RNA extracted from exosomes has been extensively characterized by second generation sequencing; up to 50% of sequence reads are derived from microRNA, with a wide variety of additional non-coding RNA classes making up the balance (Cheng et. al, 2014). Recently, Lucia Vojtech and co-workers reported the first analysis of RNA content within seminal exosomes. The article entitled: Exosomes in human semen carry a distinctive repertoire of small non-coding RNAs with potential regulatory functions was published in Volume 42, Issue 11 (2014) addition of Nucleic Acids Research. Ocean Ridge Biosciences (ORB) was honored to perform the contract library preparation, sequencing, and initial analysis for the publication.

One of the interesting aspects of the study was the sequencing of two separate size fractions of small RNAs from the seminal exosome RNA preparations: 15-40, and 40-100 nucleotides. ORB scientists enabled this analysis by performing acrylamide gel fractionation of small RNA libraries following the ligation of single-stranded adapters to the target RNA, and again following the production of double-stranded DNA libraries by limited cycles of PCR.  The effectiveness of the size fractionation of the libraries was demonstrated by the markedly different RNA biotype composition of the two fractions demonstrated by the analysis of the sequence reads. Whereas the larger size fraction was comprised predominately of fragments of rRNA and miscellaneous coding and non-coding long RNAs; the smaller fraction contained a higher representation of mature microRNA, Y RNA, and tRNA fragments.
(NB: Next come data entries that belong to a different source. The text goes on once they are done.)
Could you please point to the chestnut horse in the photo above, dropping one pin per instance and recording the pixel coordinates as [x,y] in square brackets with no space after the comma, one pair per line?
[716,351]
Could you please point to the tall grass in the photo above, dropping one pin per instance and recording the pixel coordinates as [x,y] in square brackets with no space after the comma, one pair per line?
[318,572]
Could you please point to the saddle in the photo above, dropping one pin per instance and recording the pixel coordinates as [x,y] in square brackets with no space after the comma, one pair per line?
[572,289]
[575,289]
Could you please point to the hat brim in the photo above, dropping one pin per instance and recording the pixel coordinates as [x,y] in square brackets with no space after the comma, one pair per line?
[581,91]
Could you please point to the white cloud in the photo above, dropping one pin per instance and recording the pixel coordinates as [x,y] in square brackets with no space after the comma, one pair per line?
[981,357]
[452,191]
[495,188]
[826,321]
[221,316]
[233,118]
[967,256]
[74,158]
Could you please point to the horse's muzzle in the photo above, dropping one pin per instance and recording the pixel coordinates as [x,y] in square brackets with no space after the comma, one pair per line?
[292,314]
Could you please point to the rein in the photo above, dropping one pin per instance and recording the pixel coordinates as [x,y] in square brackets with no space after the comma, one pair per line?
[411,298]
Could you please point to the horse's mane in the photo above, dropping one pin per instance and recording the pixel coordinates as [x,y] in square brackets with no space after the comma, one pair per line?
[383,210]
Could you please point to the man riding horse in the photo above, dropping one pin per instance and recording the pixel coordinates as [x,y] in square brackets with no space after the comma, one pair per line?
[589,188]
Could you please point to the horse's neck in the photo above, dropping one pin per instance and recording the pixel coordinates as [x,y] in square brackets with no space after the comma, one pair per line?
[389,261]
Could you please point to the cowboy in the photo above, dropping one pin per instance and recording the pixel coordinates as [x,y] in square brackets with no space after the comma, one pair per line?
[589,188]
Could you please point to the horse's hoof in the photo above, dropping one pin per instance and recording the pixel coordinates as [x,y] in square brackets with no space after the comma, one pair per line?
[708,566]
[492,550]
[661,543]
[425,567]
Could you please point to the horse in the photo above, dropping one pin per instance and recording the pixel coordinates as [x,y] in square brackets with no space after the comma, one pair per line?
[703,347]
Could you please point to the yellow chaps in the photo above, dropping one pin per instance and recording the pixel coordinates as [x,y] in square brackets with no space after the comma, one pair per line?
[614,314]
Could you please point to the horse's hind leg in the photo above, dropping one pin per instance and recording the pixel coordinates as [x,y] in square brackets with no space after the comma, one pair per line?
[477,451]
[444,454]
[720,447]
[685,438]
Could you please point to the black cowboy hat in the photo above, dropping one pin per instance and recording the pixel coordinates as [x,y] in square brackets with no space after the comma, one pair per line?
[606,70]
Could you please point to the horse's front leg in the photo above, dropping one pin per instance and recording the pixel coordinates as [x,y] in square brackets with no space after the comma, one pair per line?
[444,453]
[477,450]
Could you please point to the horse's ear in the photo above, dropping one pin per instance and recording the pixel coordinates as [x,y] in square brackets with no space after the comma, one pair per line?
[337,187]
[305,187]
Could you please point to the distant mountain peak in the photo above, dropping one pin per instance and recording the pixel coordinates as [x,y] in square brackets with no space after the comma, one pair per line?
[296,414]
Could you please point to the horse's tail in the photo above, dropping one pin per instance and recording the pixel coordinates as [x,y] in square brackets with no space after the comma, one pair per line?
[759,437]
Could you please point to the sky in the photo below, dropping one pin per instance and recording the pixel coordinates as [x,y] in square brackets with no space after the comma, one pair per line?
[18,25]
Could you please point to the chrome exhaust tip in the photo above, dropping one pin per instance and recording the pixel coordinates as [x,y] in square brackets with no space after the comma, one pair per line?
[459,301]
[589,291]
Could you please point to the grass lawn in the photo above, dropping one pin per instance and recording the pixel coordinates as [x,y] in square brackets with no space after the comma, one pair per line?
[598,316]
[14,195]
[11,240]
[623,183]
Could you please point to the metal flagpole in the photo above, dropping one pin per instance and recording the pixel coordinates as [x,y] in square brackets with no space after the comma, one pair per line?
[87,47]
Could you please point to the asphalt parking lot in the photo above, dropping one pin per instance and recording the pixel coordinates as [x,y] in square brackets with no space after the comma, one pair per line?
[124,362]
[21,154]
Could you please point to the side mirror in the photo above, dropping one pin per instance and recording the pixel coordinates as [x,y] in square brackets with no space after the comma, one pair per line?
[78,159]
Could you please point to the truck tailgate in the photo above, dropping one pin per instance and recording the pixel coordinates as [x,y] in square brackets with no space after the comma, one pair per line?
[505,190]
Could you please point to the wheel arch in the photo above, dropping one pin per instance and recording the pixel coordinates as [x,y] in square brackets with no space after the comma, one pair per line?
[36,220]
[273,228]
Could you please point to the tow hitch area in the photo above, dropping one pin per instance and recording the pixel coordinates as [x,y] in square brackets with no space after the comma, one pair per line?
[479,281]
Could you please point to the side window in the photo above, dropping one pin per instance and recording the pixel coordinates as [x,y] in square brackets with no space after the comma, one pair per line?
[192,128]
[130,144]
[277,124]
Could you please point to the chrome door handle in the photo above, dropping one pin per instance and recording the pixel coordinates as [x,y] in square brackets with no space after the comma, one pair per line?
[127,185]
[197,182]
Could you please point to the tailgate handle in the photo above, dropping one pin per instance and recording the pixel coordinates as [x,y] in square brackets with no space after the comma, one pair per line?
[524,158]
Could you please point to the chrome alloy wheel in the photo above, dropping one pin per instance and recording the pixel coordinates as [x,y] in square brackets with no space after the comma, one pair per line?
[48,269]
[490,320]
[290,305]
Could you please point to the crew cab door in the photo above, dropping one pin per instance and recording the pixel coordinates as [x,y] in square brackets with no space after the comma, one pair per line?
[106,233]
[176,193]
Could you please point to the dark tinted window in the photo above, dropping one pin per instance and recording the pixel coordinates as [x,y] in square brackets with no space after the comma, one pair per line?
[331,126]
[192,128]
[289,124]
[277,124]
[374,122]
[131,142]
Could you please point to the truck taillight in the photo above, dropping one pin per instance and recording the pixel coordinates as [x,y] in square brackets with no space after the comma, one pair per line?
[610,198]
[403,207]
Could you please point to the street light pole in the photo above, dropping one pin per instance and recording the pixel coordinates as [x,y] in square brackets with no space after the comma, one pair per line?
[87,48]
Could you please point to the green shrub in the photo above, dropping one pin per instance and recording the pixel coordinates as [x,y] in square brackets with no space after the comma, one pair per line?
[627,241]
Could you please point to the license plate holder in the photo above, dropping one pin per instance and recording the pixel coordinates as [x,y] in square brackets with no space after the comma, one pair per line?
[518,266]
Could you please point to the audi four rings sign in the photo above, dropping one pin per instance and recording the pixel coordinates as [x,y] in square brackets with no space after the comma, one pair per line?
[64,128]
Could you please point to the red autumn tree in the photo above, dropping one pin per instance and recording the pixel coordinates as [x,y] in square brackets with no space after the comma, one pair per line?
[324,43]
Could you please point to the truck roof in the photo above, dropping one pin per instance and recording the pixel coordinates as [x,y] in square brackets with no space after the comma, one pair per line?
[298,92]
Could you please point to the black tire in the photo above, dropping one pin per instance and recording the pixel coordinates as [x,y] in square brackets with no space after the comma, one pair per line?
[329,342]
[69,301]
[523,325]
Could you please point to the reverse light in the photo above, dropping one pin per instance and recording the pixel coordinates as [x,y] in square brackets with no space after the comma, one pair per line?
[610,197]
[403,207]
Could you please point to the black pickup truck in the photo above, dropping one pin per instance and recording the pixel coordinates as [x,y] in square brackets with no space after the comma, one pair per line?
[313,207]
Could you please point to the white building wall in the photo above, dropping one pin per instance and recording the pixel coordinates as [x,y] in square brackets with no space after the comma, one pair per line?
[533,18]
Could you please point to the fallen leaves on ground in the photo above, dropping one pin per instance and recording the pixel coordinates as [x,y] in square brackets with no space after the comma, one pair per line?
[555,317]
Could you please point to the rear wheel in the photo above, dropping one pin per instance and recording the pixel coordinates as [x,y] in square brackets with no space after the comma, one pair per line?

Through additional bioinformatics analysis of the sequence reads, Vojtech and co-workers were able to identify several types of RNAs in human seminal exosomes which may impact target immune system cells by modulating protein translation. These include specific microRNAs, the 5’-cleavage products of tRNA and Y RNA, and small fragments from the untranslated region of protein-coding mRNAs. Together, the results give rise to a testable hypothesis that specific small RNAs in seminal exosomes may mediate immunosuppressive activity of semen by regulating translation of specific genes in the immune system cells of the female reproductive partner.